While the model is training we can start familiarizing ourselves with Amazon SageMaker Model Monitor. We will use this capability to monitor the distribution of data sent to our model after we deploy it. The purpose of Model Monitor is to detect changes in the data early, so that we can trigger alerts and investigate any errors in our data ingestion pipelines, and re-train our models if necessary. We will attempt a high-level overview of the offering here, for more information you can check out the [developer guide](https://docs.aws.amazon.com/sagemaker/latest/dg/model-monitor.html).

A Model Monitor pipeline consists of four overall steps:

1. Data Capture
2. Creating a Baseline
3. Scheduling Monitoring Jobs
4. Interpreting Results

For the first step, _Data Capture_, we need to set up model monitor to capture incoming requests to the endpoint where we deployed our trained model, as well as the resulting model predictions. 

The next step we'll need to take is _Create a Baseline_ from the train data we used to train the model.
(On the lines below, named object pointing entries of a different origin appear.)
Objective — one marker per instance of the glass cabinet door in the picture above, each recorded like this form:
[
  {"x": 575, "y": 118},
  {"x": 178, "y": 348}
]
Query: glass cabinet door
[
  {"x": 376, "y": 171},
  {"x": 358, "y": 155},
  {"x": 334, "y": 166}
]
This step allows Model Monitor to recognize when the data fed into the model for predictions have shifted significantly from the data that was used to train the model. To achieve this, Model Monitor uses [Deequ](https://github.com/awslabs/deequ), an open-source library developed by Amazon to measure data quality using Apache Spark.

Next, we'll _Schedule Monitoring Jobs_ to to specify the data to collect and how often, in order to produce reports of data quality.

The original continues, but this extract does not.